[FaST-LMM] comparison with PyLMM (theory)

[NEWS]

During the last month, the github repository of FaST-LMM has seen some updates, including much awaited addition of comments in lmm_cov.py, so that it is now not as puzzling as before. In particular, the filename now makes sense for me: ‘cov’ stays for ‘covariates regressed out’.

I’ve downloaded source code of PyLMM which looks extremely simplistic after so much time spent on FaST-LMM, and below are my notes about the differences between the two.

The next step will be running the relevant pieces of code and comparing their results and runtime.

Kinship matrix calculation

PyLMM (lmm.py, calculateKinship)

Given $ W $, “an n x m matrix encoding SNP minor alleles”, it performs matrix multiplication to get $ \frac1m W W^T $. Nothing fancy.

FaST-LMM

The distinguishing feature of the method is that it makes a distinction between low-rank case and full-rank case.

In full-rank case, when the number of SNPs is equal or greater than the number of individuals, it computes $ K $ as $ G G^T $, as usual.

However, if the number of individuals exceeds the number of SNPs (i.e. the matrix $ K $ is not full-rank), the method computes SVD of $ G $ instead of taking eigendecomposition of $ K $. All the remaining computations are then performed with the $ U $ and $ S $, where $ K = USU^T $.

Handling XKX matrix

This difference is going to be seen only when the number of covariates is large, and that’s, I guess, extremely rare.

PyLMM (lmm.py, getMLsoln)

Straightforwardly computes inverse of $(U^T X)^T S (U^T X)$, and then does two matrix multiplications to obtain $\hat{\beta} = ((U^T X)^T S (U^T X))^{-1}(U^TX)^T S U^T y = (X^T K X)^{-1} XKy$

FaST-LMM (full-rank case)

Instead of inverting $ X K X $, computes its eigendecomposition. Part of the rationale is that in REML log-likelihood calculation, we need the determinant of this matrix, and where PyLMM computes it as numpy.log(scipy.linalg.det(XX)) (which internally takes a decomposition), FaST-LMM simply calculates scipy.log(SxKx).sum()

Refitting

PyLMM

If refit parameter set to True, each SNP is included in the X matrix, and the mixing parameter is reestimated before computing the p-value. Otherwise, log-likelihood is computed with the mixing coefficient taken from the null model.
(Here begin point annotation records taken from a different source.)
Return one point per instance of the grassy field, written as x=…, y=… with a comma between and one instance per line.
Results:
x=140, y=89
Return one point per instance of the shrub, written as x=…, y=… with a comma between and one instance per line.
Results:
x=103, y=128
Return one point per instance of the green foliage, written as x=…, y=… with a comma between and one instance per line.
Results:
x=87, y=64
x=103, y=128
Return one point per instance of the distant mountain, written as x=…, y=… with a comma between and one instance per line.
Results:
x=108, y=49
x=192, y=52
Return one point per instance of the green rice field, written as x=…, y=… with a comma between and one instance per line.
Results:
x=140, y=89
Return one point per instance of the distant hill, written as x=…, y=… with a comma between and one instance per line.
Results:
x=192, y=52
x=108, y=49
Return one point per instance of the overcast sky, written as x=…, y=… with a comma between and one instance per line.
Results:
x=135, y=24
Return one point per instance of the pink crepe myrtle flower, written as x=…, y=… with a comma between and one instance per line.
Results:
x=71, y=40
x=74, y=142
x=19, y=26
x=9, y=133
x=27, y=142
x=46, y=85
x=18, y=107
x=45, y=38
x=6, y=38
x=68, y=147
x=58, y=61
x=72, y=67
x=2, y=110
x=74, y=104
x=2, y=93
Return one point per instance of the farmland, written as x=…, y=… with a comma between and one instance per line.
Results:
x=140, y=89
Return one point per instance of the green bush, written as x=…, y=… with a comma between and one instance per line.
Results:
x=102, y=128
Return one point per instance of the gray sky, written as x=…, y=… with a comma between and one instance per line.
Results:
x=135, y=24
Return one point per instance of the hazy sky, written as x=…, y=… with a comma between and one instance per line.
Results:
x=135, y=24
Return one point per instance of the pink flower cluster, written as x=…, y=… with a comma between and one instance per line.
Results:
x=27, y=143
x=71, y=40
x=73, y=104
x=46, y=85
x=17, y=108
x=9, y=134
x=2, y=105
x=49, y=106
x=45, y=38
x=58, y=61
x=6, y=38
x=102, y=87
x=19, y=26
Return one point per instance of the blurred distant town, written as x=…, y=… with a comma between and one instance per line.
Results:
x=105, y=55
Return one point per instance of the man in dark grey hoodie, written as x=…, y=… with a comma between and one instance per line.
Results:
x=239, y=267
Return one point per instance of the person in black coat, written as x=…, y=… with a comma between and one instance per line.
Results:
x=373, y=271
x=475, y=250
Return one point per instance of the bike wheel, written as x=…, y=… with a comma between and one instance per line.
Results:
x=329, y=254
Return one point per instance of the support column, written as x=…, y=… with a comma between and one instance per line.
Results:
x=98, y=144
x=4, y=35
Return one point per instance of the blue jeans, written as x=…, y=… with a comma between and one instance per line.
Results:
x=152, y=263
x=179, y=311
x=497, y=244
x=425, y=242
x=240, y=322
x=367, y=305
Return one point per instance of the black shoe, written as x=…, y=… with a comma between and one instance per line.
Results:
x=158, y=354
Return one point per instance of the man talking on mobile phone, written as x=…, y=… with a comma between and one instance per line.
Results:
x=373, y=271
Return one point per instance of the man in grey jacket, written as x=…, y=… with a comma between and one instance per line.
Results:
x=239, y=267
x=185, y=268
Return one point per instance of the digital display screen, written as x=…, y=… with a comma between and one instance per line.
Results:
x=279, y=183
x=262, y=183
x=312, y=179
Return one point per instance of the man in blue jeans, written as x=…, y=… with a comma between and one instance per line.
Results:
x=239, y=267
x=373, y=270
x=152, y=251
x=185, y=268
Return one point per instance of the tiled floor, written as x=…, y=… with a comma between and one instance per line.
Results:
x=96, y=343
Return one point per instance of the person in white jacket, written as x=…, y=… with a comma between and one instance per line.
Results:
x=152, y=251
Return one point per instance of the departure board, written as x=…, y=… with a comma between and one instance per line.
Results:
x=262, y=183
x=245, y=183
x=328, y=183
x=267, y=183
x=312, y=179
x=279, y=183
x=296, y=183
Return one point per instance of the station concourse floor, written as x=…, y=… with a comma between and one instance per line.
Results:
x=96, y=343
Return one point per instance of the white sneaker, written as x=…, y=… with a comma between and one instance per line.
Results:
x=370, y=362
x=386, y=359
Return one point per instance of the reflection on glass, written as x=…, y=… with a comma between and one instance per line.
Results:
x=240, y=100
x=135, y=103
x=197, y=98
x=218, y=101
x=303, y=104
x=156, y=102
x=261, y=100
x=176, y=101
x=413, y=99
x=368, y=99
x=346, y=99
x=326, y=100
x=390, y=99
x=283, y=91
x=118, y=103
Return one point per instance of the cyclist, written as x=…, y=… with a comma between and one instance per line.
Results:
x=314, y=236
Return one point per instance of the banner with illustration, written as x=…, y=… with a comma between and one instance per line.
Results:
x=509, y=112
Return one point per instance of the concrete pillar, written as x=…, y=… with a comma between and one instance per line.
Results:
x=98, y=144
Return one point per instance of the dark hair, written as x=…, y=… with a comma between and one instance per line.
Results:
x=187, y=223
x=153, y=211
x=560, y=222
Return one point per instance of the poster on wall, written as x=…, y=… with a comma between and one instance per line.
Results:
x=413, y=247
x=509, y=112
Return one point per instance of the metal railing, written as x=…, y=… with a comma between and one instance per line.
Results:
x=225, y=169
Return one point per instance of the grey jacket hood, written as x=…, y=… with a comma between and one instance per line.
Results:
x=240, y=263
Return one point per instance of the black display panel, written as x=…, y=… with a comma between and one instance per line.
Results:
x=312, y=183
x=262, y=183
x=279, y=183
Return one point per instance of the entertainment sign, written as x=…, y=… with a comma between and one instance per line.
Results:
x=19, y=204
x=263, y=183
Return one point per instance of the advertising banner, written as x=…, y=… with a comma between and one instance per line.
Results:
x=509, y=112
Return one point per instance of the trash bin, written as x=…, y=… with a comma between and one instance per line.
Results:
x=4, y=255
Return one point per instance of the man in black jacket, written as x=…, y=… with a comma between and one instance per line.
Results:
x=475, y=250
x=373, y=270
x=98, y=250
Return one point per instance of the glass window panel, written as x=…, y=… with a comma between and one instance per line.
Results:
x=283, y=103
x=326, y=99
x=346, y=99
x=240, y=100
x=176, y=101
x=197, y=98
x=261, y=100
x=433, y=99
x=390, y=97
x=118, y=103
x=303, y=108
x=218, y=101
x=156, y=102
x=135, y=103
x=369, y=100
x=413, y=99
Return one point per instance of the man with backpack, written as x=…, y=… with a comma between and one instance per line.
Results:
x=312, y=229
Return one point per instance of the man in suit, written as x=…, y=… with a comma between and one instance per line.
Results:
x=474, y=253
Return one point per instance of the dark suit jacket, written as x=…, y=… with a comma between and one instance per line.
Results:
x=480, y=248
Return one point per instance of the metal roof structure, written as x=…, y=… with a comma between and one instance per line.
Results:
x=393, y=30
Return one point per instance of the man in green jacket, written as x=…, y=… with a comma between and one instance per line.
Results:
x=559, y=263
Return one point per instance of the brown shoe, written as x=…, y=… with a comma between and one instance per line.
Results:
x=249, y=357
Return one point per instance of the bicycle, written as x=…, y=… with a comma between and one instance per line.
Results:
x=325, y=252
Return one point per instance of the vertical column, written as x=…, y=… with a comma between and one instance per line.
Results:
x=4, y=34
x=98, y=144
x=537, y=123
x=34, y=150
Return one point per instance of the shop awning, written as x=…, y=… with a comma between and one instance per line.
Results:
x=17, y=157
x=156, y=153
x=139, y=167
Default value is false, presumably the effect of a single SNP is not large to cause a significant change in $\delta$

FaST-LMM

I couldn’t find such an option. Seemingly FaST-LMM aims to be used for larger datasets, where this approach is unaffordable.

Fitting a model with two variance components

PyLMM: misc.py

With fixed $ n $ (wgrids, default 100), for multiple LMMs with kinship matrices of form $\frac{k}{n}K_1 + \frac{n-k}{n}K_2$ likelihood is computed, and the model with the largest value is selected.

Although it’s possible to use two kernels, there’s no way to select which SNPs will go into the foreground kernel.

FaST-LMM: feature_selection/feature_selection_two_kernel.py

This much more computation-intensive procedure does the following by searching on a 2D grid (the first dimension is the number of SNPs, and the second one is the mixing coefficient):

This method selects SNPs for a foreground kernel, given a background kernel. The background kernel is obtained from all SNPs and is intended to capture population structure, as well as family structure.

Selection is performed by first ranking SNPs based on a LMM using the full kernel according to their univariate association with the phenotype and then choosing a number to cut off using cross-validation.

Cross-validation also adds to the run time.

What is missing in PyLMM (compared to FaST-LMM)

Two-kernel case

As mentioned above, feature selection and estimating the mixing parameters are not implemented.

Proximal contamination handling

FaST-LMM applies smart updates to many involved matrices so as to virtually eliminate the tested SNP (and a few nearby) from the kinship matrix.

Efficient evaluation of various expressions

The thesis devotes a section (3.3.1) to the issue of efficient evaluation.